Что дальше, то больше оживлялась Анна, словно опять переживала событие, о котором рассказывать ей пришлось.
Иван так и не сводил с нее глаз, ничего не замечая вокруг.
– А я ему на ответ, – передохнув немного, продолжала девушка теперь уже громко, почти спокойно, – я и говорю: «Не мертвых, живых жалко. По них болезную. Жизнь не больно красна земная. В монастырь, чаю, лучше: горя, обиды, слез менее…» – «Нет, – говорит старец, – и тамо всякого жита по лопате нагребешь.
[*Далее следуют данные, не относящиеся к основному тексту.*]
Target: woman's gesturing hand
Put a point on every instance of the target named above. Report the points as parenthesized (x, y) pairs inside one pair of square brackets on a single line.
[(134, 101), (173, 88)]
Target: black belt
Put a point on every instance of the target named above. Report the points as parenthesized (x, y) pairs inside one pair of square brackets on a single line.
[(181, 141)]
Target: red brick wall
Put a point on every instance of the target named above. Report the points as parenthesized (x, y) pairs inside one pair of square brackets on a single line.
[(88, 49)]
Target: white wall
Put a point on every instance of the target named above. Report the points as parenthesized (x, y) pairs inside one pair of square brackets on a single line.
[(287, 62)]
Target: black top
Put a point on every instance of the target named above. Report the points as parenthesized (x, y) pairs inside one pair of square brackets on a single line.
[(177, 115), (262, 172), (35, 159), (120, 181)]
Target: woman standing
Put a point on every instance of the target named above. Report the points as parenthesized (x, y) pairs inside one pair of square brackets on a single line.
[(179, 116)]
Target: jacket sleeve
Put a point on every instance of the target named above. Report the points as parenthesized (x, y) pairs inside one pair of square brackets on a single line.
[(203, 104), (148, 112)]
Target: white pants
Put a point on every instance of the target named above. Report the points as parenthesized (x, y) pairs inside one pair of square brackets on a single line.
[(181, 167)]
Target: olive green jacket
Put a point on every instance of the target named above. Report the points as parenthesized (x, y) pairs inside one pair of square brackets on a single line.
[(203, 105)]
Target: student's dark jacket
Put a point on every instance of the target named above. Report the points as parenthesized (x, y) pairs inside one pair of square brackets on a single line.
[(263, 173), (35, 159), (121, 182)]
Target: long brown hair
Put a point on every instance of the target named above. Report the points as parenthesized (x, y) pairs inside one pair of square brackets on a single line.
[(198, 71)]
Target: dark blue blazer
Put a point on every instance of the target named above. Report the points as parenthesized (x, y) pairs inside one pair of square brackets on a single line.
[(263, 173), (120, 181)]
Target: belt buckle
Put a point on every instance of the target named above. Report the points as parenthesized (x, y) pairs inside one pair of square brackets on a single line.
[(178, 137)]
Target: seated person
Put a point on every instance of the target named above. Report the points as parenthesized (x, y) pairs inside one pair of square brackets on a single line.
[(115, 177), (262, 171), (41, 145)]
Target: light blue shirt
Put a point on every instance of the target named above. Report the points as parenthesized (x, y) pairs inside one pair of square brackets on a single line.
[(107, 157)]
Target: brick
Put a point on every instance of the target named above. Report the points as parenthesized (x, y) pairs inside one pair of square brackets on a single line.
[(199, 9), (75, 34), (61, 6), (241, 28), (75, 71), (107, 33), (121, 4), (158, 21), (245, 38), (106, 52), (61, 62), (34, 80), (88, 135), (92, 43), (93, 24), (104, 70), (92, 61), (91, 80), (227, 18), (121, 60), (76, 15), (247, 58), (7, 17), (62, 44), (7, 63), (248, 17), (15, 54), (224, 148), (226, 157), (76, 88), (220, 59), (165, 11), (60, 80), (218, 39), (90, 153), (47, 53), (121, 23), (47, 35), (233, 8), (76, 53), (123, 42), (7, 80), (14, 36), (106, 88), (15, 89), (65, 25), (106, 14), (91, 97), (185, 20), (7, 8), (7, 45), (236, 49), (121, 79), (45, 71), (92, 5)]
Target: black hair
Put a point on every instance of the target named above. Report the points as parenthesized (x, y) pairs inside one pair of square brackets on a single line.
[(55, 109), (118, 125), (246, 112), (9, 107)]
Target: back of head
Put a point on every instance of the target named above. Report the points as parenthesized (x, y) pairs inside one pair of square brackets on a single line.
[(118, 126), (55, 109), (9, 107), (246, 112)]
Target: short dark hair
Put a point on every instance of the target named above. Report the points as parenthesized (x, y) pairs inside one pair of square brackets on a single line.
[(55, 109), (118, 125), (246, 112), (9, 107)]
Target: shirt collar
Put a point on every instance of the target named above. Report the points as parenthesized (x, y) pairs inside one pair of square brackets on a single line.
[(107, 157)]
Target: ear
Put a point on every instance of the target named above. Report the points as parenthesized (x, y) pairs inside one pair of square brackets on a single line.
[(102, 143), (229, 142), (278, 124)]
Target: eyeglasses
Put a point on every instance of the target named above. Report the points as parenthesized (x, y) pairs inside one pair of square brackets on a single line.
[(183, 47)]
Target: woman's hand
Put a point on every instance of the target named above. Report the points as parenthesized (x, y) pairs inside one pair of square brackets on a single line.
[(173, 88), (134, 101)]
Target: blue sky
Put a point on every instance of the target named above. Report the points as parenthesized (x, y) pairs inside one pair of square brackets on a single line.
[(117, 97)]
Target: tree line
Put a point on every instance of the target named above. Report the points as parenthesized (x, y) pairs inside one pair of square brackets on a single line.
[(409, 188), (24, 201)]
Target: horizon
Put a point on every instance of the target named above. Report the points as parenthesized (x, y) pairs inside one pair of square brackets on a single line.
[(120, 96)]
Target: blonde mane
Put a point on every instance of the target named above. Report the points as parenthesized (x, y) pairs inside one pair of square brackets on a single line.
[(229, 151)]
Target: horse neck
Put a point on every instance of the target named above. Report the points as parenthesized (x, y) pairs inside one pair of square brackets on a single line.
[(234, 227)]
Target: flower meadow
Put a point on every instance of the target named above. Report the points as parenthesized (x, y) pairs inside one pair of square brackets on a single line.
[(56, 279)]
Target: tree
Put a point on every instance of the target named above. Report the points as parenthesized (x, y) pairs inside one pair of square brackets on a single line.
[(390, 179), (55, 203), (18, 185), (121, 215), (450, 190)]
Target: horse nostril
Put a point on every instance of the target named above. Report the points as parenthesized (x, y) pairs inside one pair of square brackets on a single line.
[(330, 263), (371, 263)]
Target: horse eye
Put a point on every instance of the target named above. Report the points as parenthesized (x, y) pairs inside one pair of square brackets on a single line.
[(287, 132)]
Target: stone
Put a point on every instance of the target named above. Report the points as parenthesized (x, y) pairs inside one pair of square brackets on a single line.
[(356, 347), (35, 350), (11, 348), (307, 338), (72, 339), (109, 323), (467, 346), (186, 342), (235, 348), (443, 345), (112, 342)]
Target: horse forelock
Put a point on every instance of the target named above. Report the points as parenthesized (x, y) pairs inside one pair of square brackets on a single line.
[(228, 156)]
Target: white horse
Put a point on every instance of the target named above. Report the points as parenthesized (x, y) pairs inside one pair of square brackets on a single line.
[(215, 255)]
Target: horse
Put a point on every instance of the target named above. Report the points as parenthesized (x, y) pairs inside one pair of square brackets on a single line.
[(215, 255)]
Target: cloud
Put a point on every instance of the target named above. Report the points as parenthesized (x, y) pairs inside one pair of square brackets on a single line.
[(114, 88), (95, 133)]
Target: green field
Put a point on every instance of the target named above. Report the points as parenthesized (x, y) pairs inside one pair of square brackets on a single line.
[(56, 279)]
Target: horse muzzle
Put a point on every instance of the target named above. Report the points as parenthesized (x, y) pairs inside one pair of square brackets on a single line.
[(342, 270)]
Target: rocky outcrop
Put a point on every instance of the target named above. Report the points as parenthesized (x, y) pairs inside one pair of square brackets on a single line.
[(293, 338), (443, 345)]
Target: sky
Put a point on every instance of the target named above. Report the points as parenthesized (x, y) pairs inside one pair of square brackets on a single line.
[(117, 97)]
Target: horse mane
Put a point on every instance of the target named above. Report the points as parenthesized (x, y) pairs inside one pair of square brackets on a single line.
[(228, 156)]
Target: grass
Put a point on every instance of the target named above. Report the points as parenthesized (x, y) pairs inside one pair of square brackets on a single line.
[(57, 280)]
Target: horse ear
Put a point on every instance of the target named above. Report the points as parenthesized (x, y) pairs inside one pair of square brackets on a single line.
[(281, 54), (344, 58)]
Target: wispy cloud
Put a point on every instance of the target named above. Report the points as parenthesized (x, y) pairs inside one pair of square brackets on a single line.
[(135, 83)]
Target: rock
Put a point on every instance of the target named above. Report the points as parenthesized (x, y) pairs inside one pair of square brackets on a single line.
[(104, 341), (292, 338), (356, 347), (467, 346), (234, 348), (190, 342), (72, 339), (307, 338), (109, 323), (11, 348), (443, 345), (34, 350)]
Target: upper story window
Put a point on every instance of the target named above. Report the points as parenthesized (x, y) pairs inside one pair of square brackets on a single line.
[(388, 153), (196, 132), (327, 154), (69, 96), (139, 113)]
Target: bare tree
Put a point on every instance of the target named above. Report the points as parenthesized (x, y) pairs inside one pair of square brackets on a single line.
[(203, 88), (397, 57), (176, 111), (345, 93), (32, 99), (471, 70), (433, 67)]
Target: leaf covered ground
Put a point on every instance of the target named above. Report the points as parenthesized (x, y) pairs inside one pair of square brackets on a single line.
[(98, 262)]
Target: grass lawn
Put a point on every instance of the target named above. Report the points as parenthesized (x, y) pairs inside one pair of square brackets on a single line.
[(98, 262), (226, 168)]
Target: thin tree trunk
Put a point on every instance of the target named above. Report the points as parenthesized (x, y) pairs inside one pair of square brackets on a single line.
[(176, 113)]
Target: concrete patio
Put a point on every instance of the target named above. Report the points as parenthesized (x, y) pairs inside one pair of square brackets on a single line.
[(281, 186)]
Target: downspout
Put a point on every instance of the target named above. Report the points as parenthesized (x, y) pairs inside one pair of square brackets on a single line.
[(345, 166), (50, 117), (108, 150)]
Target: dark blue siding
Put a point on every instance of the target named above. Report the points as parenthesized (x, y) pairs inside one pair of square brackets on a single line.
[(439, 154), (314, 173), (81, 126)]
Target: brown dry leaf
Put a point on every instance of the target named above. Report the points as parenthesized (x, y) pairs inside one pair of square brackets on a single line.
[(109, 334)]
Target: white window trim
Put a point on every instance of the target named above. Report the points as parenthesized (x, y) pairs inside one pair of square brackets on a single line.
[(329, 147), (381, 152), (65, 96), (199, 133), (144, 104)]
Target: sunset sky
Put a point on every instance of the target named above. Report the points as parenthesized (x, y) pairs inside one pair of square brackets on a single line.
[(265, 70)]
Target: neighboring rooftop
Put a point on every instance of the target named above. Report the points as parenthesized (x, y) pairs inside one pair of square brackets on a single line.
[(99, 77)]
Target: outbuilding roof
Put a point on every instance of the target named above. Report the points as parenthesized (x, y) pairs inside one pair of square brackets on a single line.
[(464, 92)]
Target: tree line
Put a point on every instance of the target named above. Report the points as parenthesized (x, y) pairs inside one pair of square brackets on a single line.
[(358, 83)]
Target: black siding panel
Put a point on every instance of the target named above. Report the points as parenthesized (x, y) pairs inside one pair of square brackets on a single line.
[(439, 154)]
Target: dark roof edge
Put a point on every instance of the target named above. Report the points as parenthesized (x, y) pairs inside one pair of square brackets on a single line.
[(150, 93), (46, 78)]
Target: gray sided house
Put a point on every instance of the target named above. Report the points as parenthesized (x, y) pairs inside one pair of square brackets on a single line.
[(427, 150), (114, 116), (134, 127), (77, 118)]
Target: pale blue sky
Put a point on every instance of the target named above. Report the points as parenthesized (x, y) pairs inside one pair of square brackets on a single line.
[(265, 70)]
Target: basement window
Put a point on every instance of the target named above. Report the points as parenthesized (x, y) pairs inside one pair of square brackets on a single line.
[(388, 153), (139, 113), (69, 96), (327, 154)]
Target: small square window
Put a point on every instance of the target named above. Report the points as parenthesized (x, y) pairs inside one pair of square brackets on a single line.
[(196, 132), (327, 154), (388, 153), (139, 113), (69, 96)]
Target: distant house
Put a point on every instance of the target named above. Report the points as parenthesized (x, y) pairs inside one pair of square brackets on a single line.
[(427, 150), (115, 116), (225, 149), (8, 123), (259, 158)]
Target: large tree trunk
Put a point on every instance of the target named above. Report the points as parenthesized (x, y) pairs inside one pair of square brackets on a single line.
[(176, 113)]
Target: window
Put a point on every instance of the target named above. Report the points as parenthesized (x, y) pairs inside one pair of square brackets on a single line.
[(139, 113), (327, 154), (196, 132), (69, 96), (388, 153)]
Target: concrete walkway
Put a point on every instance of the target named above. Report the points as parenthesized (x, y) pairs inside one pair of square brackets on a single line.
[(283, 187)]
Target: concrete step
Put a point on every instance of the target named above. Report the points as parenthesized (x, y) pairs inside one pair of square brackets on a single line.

И в миру спастися можно, ежели душа у тебя спасенная. А у тебя она, и-и! – совсем она спасенная. Слушай же, дщерь моя, слово мое. Не я глаголю, Дух Божий глаголет во мне! Благого корени благая отрасль и лоза плодовитая! Возлагаю руки мои на главу твою, призываю на тя Божие благоволение. И будеши ты по времени всем нам оспожа. Яко царица благоверная над миром надо всем!»
Произнося последние слова, Анна выпрямилась во весь рост, словно взаправду нездешняя сила какая-то заговорила в ней[3].
Полная тишина воцарилась в беседке и кругом. У входа виднелась толпа челяди. С подносами, уставленными снедью разной, с ендовами, кувшинами и сулеями стояли все. Хозяйка, одетая в свой лучший убор, виднелась впереди, тоже с чаркой и стопкой на подносе. Но и она с другими замерла, ожидая конца чудесного рассказа боярышни.